I can’t get rid of all the books–I love me some library action, but there’s something to be said for being able to pull a well-loved tome off the shelf any time you like, to re-read in its entirety, or just to sample a few choice passages. I find it extremely comforting. But there are plenty volumes on those shelves that really are just filler–books I’ve read once and won’t read again, books I read and didn’t even like, books that I own because I think–as an English major and a “serious” reader–I should own them. That’s the very definition of superfluous.

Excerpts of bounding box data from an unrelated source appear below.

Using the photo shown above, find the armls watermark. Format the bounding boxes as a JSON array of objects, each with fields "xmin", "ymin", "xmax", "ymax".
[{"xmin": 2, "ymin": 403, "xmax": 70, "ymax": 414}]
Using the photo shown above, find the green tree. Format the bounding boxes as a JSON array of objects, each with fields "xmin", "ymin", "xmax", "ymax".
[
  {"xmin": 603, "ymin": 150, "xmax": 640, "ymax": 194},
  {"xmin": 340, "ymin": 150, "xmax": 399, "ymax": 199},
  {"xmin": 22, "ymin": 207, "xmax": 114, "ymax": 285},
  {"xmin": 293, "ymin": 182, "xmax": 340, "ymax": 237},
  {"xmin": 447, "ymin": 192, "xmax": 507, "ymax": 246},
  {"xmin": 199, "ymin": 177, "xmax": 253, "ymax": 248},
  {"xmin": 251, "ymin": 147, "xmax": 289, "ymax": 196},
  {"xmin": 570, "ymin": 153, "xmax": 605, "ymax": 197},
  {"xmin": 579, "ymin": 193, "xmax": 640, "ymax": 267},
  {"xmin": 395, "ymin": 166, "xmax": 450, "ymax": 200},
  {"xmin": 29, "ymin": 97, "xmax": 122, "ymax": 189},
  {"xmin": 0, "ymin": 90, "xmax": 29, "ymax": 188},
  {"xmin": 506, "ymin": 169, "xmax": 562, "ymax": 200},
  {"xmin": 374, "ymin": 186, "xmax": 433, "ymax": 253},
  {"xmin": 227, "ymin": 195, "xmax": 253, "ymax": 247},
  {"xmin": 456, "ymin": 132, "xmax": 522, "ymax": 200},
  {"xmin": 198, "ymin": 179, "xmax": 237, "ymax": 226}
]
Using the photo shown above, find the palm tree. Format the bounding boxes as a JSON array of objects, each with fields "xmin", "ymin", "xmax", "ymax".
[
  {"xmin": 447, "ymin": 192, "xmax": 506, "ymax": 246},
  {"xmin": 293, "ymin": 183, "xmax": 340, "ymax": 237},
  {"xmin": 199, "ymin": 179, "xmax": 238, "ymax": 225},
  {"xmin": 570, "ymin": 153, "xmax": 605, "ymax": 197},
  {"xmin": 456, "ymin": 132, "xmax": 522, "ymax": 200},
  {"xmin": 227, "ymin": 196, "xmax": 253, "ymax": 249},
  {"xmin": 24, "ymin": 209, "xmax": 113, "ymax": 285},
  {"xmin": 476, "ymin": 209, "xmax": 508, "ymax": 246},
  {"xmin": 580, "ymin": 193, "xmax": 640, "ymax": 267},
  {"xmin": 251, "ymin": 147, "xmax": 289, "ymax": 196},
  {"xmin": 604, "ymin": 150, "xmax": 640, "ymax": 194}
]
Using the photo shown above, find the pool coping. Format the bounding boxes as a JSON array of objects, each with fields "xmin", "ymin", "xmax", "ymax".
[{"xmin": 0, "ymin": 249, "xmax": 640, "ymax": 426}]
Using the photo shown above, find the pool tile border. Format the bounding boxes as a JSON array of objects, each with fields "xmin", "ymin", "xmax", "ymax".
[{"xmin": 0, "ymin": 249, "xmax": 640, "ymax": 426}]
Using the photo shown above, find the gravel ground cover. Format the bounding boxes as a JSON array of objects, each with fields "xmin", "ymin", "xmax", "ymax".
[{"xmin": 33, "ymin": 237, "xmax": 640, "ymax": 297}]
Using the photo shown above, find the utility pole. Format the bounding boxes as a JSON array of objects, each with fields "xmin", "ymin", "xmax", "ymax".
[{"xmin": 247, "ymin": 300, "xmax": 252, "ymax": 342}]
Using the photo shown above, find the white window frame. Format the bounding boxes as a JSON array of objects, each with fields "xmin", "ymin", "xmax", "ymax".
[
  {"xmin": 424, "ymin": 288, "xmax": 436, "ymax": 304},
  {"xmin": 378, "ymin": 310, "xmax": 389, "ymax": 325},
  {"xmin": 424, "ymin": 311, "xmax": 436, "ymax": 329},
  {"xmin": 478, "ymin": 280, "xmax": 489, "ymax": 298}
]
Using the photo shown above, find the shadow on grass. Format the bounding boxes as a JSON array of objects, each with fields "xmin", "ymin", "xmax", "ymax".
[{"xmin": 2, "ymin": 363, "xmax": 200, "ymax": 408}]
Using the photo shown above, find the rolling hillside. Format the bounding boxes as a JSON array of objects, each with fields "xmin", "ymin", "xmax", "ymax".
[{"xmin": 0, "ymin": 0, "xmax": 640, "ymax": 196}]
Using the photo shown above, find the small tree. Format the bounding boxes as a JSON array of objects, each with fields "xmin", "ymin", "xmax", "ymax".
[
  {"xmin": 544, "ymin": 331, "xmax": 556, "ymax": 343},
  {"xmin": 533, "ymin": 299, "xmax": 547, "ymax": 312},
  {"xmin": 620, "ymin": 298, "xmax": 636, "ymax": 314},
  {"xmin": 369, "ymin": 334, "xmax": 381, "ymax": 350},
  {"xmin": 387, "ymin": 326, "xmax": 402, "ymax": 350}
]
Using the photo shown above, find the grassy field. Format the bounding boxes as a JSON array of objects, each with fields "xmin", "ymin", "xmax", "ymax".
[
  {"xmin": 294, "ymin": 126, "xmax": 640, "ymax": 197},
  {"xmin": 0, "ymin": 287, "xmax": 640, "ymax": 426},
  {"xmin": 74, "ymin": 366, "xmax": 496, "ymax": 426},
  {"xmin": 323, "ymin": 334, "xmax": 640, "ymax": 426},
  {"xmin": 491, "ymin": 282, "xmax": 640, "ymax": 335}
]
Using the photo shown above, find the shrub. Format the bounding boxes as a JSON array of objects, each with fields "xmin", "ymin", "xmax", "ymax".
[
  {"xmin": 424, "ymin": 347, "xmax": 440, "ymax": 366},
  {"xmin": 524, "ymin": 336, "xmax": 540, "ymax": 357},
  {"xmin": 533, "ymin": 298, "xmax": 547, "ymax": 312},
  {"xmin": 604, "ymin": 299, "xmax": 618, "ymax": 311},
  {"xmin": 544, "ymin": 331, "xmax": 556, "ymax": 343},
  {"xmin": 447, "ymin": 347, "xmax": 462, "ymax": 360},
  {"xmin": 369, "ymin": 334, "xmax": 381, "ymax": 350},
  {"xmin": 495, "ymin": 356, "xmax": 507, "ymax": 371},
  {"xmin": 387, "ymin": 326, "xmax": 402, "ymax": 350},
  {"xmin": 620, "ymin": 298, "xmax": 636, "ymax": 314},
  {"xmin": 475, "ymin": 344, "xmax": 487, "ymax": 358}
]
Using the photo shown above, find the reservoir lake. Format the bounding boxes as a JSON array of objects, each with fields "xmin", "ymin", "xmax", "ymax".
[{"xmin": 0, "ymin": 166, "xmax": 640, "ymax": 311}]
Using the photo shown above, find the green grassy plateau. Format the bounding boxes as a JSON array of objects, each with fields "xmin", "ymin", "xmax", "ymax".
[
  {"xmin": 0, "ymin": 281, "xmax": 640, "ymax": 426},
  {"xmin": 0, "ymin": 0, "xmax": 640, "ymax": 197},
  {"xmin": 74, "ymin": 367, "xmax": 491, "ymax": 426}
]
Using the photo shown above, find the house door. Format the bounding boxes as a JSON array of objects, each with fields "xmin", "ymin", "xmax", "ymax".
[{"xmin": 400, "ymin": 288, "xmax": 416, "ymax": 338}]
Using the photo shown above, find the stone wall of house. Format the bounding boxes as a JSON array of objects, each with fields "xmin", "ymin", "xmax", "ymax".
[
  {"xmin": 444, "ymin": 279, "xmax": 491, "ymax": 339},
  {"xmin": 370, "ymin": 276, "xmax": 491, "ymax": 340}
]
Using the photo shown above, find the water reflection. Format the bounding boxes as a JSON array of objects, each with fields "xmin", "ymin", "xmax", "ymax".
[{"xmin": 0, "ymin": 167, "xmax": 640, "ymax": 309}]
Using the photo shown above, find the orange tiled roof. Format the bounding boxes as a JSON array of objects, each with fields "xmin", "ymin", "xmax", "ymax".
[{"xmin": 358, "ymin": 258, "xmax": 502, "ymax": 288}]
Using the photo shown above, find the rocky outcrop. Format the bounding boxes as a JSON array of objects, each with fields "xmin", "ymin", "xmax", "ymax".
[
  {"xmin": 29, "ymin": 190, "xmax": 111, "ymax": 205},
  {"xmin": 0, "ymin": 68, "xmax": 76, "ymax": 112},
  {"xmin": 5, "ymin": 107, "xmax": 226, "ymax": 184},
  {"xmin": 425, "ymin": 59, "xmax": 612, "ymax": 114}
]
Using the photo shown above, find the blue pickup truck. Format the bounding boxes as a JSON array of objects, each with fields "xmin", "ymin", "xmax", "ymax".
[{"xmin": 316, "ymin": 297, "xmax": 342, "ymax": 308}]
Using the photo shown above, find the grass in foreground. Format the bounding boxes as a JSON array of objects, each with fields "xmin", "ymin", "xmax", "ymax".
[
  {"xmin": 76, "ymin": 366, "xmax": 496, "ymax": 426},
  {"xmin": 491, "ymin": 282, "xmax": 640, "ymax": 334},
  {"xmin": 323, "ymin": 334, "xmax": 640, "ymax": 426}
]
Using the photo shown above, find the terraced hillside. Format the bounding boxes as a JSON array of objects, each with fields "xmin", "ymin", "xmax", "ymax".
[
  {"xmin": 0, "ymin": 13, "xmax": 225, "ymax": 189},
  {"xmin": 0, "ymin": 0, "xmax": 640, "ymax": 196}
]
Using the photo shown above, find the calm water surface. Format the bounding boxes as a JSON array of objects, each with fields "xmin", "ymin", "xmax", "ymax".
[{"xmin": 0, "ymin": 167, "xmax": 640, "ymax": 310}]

So I suppose what we’re really doing is working out our own definition of what is necessary. Time? Yes. Food? Yes. Shelter? Yes. Creative efforts? Yes. Most of our stuff? Not so much. Money? Not as much as we think. And, maybe most destructive and unnecessary is the stress that comes with all that we’re working to purge. For, after all, being invested in a job you aren’t in charge of is simply borrowing someone else’s stress. For people like we two, who are inclined to become invested in any job we have just because we like to see work done well, whatever it is, it’s impossible to work for bad managers and not get upset about it. And a paycheck just isn’t sufficient compensation for that kind of irritation, not anymore. Money may indeed make the world go ’round, but there are other forces that can take its place, once you’re able to wean yourself off that dollar-sign teat.

Our position statements:

  • Monetary income is a poor measure of the quality and meaning of one’s work.
  • Paychecks are meant to be spent, usually on shit we don’t really need, supporting a global system of consumerism that is, on balance, not a great thing.
  • The more toys you have, the more you want–and the more of your time you sacrifice to work for more of that almighty paycheck.
  • Have less, want less, buy less = have less reason to work for someone else. This frees up an enormous amount of time to do things that have real value for us–whether concretely, as in growing our own food, or more abstractly, as in more time to create and write and meditate and pay attention to what we can do to help our neighbors.
  • We want that.

Kicking all this off with a six-month exercise in living a life stripped to its bare essentials seems right. Even if we don’t finish the trail this time–very few do, though I think we’re more prepared (in all ways) than most–it’s come to be about more than just a simple thru-hike. And there is gold waiting at the end, however short or long the rainbow itself may prove.